Degradation of high concentration 2,4-dichlorophenol by simultaneous photocatalytic-enzymatic process using TiO2/UV and laccase.

Removal of 2,4-dichlorophenol (2,4-DCP) by TiO2/UV photocatalytic, laccase, and simultaneous photocatalytic-enzymatic treatments were investigated. Coupling of native laccase with TiO2/UV showed a negative synergetic effect due to the rapid inactivation of laccase. Immobilizing laccase covalently to controlled porous glass (CPG) effectively enhanced the stability of laccase against TiO2/UV induced inactivation. By coupling CPG-laccase with the TiO2/UV the degradation efficiency of 2,4-DCP was significantly increased as compared with the results obtained when immobilized laccase or TiO2/UV were separately used.
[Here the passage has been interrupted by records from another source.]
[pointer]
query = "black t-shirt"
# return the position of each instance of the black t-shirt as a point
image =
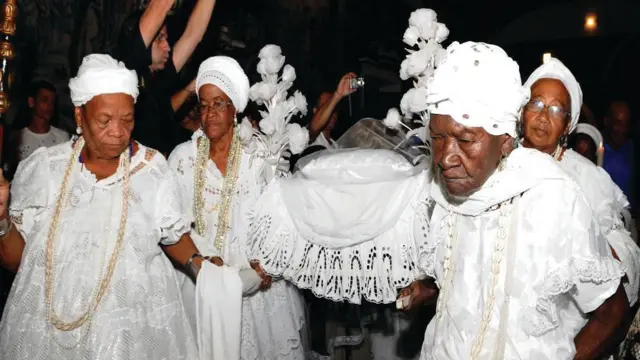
(154, 120)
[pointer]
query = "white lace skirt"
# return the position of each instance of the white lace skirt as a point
(273, 321)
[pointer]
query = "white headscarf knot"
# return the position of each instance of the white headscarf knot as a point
(555, 69)
(226, 74)
(101, 74)
(478, 85)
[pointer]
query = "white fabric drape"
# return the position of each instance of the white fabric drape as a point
(219, 309)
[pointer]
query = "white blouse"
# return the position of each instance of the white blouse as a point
(607, 201)
(271, 319)
(142, 314)
(552, 267)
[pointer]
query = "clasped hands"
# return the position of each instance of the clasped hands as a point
(266, 279)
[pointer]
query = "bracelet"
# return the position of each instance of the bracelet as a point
(190, 267)
(5, 226)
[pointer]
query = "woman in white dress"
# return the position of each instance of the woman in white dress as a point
(219, 182)
(88, 227)
(548, 118)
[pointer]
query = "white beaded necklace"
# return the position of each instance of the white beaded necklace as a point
(449, 266)
(228, 188)
(100, 290)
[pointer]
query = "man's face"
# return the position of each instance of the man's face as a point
(620, 123)
(43, 105)
(160, 50)
(464, 157)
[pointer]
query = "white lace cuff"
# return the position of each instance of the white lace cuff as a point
(589, 281)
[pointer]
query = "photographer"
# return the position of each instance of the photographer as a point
(324, 113)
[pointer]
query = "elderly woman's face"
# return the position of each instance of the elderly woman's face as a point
(464, 157)
(107, 122)
(546, 116)
(216, 112)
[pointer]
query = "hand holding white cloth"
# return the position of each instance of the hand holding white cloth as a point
(218, 312)
(250, 281)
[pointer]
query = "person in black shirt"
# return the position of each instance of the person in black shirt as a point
(143, 46)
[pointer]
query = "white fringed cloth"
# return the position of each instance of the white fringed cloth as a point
(345, 225)
(218, 312)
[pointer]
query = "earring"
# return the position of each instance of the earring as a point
(503, 163)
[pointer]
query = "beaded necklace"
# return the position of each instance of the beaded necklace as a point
(228, 187)
(100, 290)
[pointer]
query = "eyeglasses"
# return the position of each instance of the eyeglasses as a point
(217, 106)
(554, 112)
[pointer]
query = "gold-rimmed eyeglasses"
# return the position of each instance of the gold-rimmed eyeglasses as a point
(554, 112)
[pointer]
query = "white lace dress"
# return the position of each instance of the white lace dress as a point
(141, 316)
(272, 320)
(607, 201)
(532, 268)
Moreover, the enhancement was more remarkable for the degradation of 2,4-DCP with high concentration, such that for the degradation of 5mM 2,4-DCP, 90% removal percentage was achieved within 2h with the coupled degradation process. While for the TiO2/UV and CPG-laccase process, the removal percentage of 2,4-DCP at 2h were only 26.5% and 78.1%, respectively. The degradation kinetics were analyzed using a intermediate model by taking into account of the intermediates formed during the degradation of 2,4-DCP. The high efficiency of the coupled degradation process therefore provided a novel strategy for degradation of concentrated 2,4-DCP. Furthermore, a thermometric biosensor using the immobilized laccase as biorecognition element was constructed for monitoring the degradation of 2,4-DCP, the result indicated that the biosensor was precise and sensitive.